So the transformation is generating pixels with values in the range −16 to 269 for this image. Best guess is that rawtopgm can't deal with this, so I needed to find an alternative way of converting the raw images to PGM. The raw files are a simple binary format, so I switched to Perl.

The first step was to read in the raw file with Perl and adjust the options to unpack until I got the same results as od:

perl -e '$/ = undef; while(<>) { @x =  unpack("v!*", $_); \
  print join("\n", @x); }' elastix960x540/frame0002/red/result.raw | \
  sort -n | uniq -c | less

With that done, all that remained was to clip the values, write them out as single bytes prefixed with a PGM header. The PGM format is designed to be simple enough for ad hoc tools to do this.

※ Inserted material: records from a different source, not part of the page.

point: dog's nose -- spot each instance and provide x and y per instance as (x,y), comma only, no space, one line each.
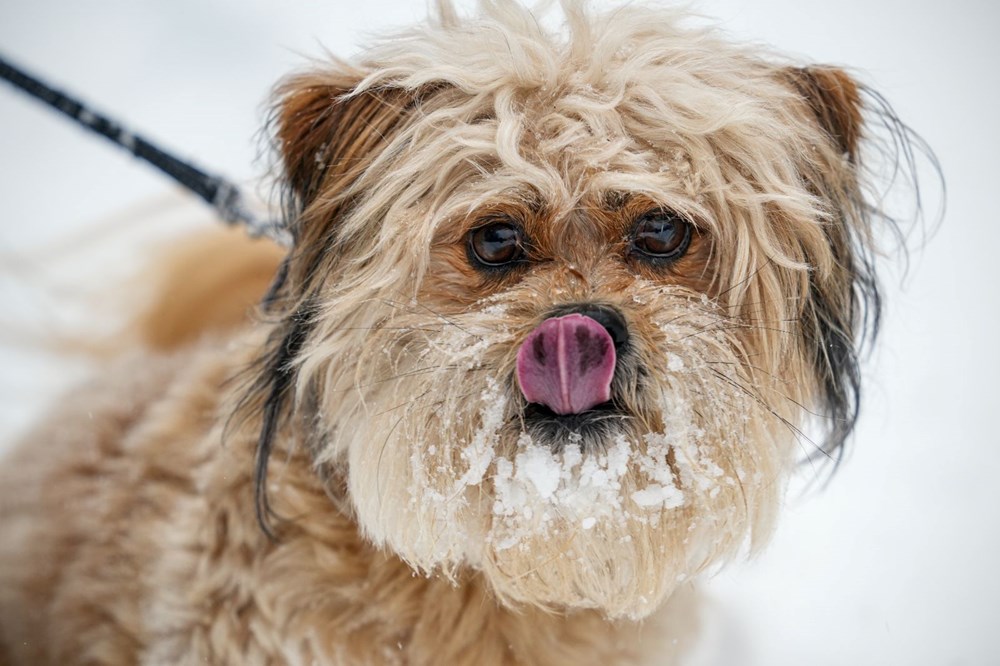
(609,318)
(568,362)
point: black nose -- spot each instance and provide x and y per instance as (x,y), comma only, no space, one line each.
(605,315)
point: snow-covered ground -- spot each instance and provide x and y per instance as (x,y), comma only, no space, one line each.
(893,563)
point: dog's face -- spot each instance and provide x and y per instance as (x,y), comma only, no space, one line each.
(557,309)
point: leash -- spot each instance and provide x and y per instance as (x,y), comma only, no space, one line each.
(218,192)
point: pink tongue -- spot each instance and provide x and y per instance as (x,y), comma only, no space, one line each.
(567,364)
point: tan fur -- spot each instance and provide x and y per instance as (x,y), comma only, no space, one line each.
(398,482)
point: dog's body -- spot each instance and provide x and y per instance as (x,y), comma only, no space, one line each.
(554,316)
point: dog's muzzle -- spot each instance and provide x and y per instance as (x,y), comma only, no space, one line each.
(567,364)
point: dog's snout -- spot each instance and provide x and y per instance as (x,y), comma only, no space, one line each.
(608,317)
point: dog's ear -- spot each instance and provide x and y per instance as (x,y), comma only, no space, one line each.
(835,100)
(843,307)
(327,132)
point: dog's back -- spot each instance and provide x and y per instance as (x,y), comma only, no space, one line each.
(69,493)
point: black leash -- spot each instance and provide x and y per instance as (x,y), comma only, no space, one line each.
(222,195)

Then, put that in a loop to process each of the red, green and blue channels and, as before, run it through rgb3toppm to reassemble them into a single colour image:

perl -e 'use List::Util qw(min max); $/ = undef; \
  foreach $f (<elastix960x540/frame0002/*/result.raw>) { \
  open(IN, "<", $f) or die; $of = $f; $of =~ s,/result.raw,.pgm,; \
  open(OUT, ">", $of) or die; while(<IN>) { \
  print OUT "P5\n960 540\n255\n", \
  pack("C*", map {min(max($_, 0), 255)} unpack("v!*", $_));}}'
rgb3toppm elastix960x540/frame0002/{red,grn,blu}.pgm | \
  pnmtopng > elastix960x540/frame0002.png

This got rid of the incorrect pixels without introducing any other obvious problems (again, inline JPEG, click for a PNG):

Colour image without processing artefacts

Processing all the frames

Having got the processing sorted, I could then process all the frames.

To make my life a bit easier, I created a shell variable holding a list of the basenames of all the frames I wanted to process. Frame 1 is the reference so I could skip that (although it probably would have been harmless to process it).

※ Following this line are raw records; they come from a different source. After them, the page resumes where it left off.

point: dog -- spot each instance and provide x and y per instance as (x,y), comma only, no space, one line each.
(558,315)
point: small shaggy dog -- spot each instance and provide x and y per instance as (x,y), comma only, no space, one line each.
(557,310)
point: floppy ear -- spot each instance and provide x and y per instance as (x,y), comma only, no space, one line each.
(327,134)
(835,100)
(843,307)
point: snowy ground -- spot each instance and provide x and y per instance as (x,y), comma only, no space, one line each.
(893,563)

Since I use zsh, getting the list was fairly easy:

frames=(Frames960x540/*[0-9].png)
frames=($frames[2,-1]:t:r)
But it wouldn’t be too hard in other shells:
frames=($(cd Frames960x540 && ls *[0-9].png | tail -n +2 | \
  sed -e 's/\.png$//'))

I also removed the manually processed frame 2 to make sure it had the same processing as the other frames:

rm -rf elastix960x540/frame0002*

Now I could start the processing. In practice, each of these lines took me several goes to get right, but that was fine, that was the point of breaking this down into small steps.

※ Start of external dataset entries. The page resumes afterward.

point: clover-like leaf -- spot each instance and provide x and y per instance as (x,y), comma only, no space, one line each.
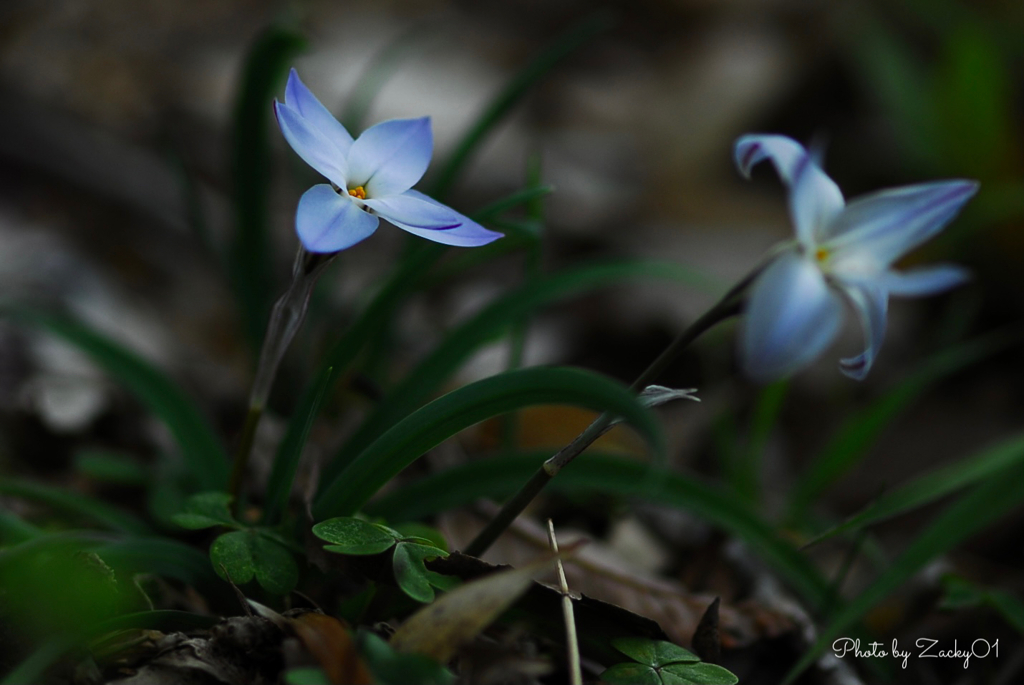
(654,653)
(275,568)
(421,532)
(412,575)
(231,557)
(242,555)
(353,536)
(696,674)
(206,510)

So, run elastix on all the frames:

for frame in $frames; do mkdir elastix960x540/$frame && \
  elastix -f Frames960x540/frame0001.png -m Frames960x540/$frame.png \
  -out elastix960x540/$frame -p param-example.txt > /dev/null ; \
  echo $frame; done

Run transformix on each channel:

for frame in $frames ; do for f in red grn blu ; do echo -n "$f "; \
  mkdir -p elastix960x540/$frame/$f && \
  transformix -in Frames960x540/$frame.$f.png \
  -out elastix960x540/$frame/$f \
  -tp elastix960x540/$frame/TransformParameters.0.txt > /dev/null ; \
  done; echo $frame; done

Turn the raw image output into PGM files, clipping the values:

perl -e 'use List::Util qw(min max); $/ = undef; \
  foreach $f (<elastix960x540/frame*/*/result.raw>) { \
  open(IN, "<", $f) or die; $of = $f; $of =~ s,/result.raw,.pgm,; \
  open(OUT, ">", $of) or die; while(<IN>) { \
  print OUT "P5\n960 540\n255\n", \
  pack("C*", map {min(max($_, 0), 255)} unpack("v!*", $_));}}'

Merge the channels back into colour images:

for frame in $frames; do \
  rgb3toppm elastix960x540/$frame/{red,grn,blu}.pgm | \
  pnmtopng > elastix960x540/$frame.png ; done

Since I skipped frame 1, copy the original into the same location to make later processing easier:

cp Frames960x540/frame0001.png elastix960x540

Reassembling the images into a video

Now I could use FFmpeg to convert the individual images back into a video I can watch. This is the one place FFmpeg’s defaults let me down. I needed to override the pixel format so that Windows could play the video.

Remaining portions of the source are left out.